Conditions ideal for a feed
If you have not had a fresh feed of calamari lately, then get set up and out there.
The squid have been on, especially in areas around the marina for those with a small vessel who wish to go out on a calm afternoon.
But be prepared to see many other things on your venture.
We headed out recently and on the way saw dolphins before departing the marina, then came across whales just outside the marina and passed a few turtles.
Bait schools were hanging in the areas of about 9m in depth with birds working on them, and there were schools of fish showing up on the sounder.
It certainly is alive with options and a great way to see various sea life only minutes from home.
Manta rays start showing up along the gulf soon and with glassy afternoons, it is no wonder you can find a heap of crew out and about on the water in the afternoons at this time of year.
For those limited to fishing the shoreline, the squid and whiting have been showing up along the gulf side, particularly near Learmonth Jetty.
Again, be on the lookout for other species, including various types of trevally.
Whales have been active, as usual at this time of year, and make for good entertainment when fishing from the shore, both on the gulf and west side as they frollick on the surface.
The weather has been awesome for camping along the coastline and many locals have been getting out to enjoy their backyard.
The west side has been productive for people wishing to camp for the weekend and just catch enough for the time spent at the location.
Spangled emperor and queenfish have been plentiful, with the spanglies being more responsive after dark.

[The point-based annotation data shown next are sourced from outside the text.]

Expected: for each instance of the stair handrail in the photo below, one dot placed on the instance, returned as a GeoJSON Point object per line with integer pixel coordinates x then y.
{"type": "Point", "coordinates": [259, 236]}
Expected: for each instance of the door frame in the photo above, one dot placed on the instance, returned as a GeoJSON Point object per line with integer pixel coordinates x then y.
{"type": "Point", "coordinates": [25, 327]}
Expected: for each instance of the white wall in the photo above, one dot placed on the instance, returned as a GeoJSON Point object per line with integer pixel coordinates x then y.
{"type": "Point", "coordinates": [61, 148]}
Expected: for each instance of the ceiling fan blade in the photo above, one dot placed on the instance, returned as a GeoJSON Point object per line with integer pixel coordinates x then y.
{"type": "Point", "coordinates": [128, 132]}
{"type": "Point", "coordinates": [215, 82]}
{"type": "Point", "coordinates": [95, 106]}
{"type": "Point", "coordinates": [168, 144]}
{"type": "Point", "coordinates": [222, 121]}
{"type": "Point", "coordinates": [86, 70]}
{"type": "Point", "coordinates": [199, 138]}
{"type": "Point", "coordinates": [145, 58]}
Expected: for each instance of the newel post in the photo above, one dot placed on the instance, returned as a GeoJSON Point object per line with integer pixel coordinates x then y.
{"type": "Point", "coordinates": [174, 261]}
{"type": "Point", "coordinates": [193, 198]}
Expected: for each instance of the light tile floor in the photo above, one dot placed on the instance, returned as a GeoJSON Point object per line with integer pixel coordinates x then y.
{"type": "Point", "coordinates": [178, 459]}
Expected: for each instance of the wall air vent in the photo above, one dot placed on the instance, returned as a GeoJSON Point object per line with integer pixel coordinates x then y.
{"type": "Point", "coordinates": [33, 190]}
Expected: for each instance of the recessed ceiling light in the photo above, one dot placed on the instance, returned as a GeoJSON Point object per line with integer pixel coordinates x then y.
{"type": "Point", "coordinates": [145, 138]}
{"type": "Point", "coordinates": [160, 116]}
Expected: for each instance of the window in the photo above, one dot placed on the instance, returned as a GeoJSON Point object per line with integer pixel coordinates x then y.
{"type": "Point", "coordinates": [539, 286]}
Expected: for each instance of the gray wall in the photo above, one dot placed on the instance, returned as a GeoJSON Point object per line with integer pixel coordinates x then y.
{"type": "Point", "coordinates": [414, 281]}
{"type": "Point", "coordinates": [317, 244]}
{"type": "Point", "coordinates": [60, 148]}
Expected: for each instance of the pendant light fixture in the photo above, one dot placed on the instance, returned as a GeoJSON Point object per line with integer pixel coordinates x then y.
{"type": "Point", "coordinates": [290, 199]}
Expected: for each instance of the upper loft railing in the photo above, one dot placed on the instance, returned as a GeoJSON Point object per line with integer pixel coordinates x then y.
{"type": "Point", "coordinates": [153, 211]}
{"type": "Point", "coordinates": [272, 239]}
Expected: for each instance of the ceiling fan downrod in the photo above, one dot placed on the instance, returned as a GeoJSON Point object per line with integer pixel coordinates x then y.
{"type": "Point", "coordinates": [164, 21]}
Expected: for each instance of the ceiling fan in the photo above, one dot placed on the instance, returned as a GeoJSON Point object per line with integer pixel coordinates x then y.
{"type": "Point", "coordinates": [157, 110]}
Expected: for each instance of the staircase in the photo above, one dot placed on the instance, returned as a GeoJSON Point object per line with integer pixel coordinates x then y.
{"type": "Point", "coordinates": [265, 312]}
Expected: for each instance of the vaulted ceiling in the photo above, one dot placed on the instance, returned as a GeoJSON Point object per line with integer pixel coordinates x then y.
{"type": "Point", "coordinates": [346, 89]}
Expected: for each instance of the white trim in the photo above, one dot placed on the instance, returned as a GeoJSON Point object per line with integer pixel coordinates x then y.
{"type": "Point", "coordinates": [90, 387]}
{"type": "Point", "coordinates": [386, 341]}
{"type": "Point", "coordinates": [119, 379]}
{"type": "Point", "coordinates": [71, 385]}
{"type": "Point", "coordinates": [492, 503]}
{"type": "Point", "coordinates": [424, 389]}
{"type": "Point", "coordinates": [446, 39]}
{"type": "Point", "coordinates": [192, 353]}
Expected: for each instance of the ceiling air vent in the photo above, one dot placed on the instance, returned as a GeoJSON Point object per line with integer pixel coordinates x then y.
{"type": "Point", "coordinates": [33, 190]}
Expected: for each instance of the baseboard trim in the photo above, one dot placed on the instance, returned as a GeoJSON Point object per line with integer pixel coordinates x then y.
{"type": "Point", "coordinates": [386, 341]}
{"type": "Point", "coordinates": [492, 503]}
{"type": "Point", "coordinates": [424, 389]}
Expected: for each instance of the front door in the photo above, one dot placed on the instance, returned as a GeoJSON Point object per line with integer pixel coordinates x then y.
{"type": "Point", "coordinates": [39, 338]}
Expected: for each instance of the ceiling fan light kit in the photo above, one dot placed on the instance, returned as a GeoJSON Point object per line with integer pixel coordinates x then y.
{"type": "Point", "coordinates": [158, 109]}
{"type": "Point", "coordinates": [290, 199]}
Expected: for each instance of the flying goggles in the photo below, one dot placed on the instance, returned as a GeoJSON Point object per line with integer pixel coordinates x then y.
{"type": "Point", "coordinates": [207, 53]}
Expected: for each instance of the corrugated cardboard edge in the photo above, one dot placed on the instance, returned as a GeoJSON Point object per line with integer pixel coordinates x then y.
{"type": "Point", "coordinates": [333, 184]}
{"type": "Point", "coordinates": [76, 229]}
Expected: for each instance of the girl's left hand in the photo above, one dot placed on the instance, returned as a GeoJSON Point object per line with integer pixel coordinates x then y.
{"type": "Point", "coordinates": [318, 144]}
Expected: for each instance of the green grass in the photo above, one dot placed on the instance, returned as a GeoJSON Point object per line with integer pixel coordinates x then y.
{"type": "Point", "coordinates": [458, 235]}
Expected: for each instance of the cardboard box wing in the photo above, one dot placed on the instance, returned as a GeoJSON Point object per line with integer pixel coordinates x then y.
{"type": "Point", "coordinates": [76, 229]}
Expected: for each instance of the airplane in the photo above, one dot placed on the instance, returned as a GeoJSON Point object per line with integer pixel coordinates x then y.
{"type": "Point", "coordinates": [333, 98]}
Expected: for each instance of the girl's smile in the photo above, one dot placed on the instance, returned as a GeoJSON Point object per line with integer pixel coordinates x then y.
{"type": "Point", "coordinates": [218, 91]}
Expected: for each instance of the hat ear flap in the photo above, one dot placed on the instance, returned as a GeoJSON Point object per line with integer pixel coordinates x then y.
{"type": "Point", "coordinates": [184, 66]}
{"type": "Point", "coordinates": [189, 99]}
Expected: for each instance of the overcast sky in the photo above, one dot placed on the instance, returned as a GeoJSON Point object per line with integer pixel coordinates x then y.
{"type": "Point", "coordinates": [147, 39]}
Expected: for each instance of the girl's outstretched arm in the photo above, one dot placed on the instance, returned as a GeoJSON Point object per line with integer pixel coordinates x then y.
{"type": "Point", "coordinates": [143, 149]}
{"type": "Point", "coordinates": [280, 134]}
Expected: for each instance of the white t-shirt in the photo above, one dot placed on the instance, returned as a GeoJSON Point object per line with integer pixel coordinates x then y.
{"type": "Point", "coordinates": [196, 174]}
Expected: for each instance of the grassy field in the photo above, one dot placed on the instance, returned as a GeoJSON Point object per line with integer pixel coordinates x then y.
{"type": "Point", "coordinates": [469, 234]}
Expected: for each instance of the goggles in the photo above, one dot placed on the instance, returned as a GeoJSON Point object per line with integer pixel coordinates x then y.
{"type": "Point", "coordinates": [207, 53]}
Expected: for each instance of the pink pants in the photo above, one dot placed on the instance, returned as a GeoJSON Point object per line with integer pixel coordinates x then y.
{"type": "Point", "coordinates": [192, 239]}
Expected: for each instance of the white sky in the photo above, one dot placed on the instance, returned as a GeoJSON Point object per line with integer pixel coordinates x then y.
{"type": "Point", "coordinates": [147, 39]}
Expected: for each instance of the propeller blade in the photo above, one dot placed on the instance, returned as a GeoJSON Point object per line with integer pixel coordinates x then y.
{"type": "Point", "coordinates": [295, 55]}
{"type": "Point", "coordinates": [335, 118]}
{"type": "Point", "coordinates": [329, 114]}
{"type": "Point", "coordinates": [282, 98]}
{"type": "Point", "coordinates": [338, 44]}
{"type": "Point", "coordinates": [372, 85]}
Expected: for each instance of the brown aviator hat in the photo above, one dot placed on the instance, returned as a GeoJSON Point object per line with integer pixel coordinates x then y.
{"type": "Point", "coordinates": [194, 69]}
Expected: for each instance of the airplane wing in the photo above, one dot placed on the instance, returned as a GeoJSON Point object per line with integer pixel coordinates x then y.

Queenfish have been taking well to small metal lures, stick baits and poppers, while some anglers have managed to catch fresh hardyheads, which are always a winner.
The tip of the cape has been working well for queenfish too.
Local youngster Jake McClelland was driving along the beach with his family when they decided to stop and chat with some others fishing.
Jake was passed the rod and landed a juvenile golden trevally, which is pictured this week.
The distinctive bands and golden colours, along with the thick rubbery lips, make this species easy to identify.
Jake McClelland with a juvenile golden trevally.